Data Engineering Project Initiation Checklist
Date:
Some upfront work is required to ensure the success of data engineering projects. I have used this checklist to provide a framework for collaborating with multiple stakeholders to define clear requirements and designs.
Acquisition
- Are the data sources external to the cloud? If so, we need an ingestion design (compressed/encrypted data from external sources) which adds complexity to the overall solution.
- Regardless of the extraction pattern (Delta, Full Load), it is recommended to use a data file landing stage on cloud storage for roll-back, archival (raw data), and audit purposes.
- Establish standard tools and SLAs with extraction/source teams that significantly impact timelines and the quality of initial deliveries.
- Is data encrypted in-flight/at-rest?

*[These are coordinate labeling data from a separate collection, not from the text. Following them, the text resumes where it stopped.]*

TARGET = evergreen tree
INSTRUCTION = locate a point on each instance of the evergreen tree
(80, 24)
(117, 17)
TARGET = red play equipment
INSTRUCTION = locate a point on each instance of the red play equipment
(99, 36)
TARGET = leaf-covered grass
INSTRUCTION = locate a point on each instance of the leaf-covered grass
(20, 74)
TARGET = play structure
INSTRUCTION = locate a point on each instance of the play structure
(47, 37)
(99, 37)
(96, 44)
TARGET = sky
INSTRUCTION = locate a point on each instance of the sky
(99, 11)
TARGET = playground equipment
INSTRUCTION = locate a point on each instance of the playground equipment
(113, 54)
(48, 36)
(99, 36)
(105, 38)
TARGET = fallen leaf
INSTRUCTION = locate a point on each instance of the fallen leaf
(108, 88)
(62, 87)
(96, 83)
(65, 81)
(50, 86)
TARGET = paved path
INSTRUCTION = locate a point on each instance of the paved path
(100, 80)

Is the security architecture built around acquiring the data, with a regular audit process to ensure compliance?
- Establish the frequency of data extraction from sources to the system based on entity type, reporting needs, and source system constraints. This should be handled on a case-by-case basis as one size does not fit all.

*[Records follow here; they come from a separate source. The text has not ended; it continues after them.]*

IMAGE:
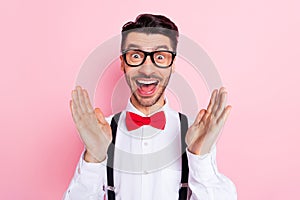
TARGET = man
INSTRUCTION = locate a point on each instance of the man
(144, 141)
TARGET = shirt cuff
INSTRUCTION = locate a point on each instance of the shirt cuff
(92, 172)
(202, 167)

- Can delta-loads be extracted from the source system?
- When starting, it’s recommended to extract only the necessary data from source systems to avoid overwhelm. Do we have a list of tables that need extraction?
- What format (type, compression, size, etc.) should the extracted data be in?
- How much reliability needs to be built into the extraction process?
Transformation/Processing
- What stages (Logical Partitions) do we have within the Data lake? Clear partitions are needed for computing needs, security, and risk profile separation.
- Is there personal or sensitive data that needs anonymization or concealment to protect privacy and ensure regulatory compliance?
- Are there clear data cleansing requirements? Do we need to use data-profiling tools to scan for missing or inaccurate values, poorly structured fields, and ensure Accuracy, Completeness, Consistency, Timeliness, Validity, Uniqueness?
- Do we have a canonical data model to represent main subject areas? What is the data model impedance between the data source model and the target canonical model?
- How many types of consumers are there for the single source of truth (canonical data)?
- What are the decision criteria for selecting the technology stack for processing data?
- Is there a dimensional model in place?
- Do we have an estimate of the volume of data to be processed? What performance considerations need to be addressed accordingly?
- Is there a design to handle slowly changing dimensions? This impacts the SCD type.
- Do we need to maintain a data catalog or schemas? Is there a mapping between final reports and tables?
- Are there governance requirements that need to be included?
- Reliability should be built into the pipelines.
Serving
- How many reports do we have, and are the requirements clear?
- Is there a logical grouping of reports from a development perspective?
- Do we have a mapping between reports and data requirements?
- The serving data model should follow the rule of thumb: one query to one table.
- Separate self-service/ad-hoc reporting from high-frequency operational reporting.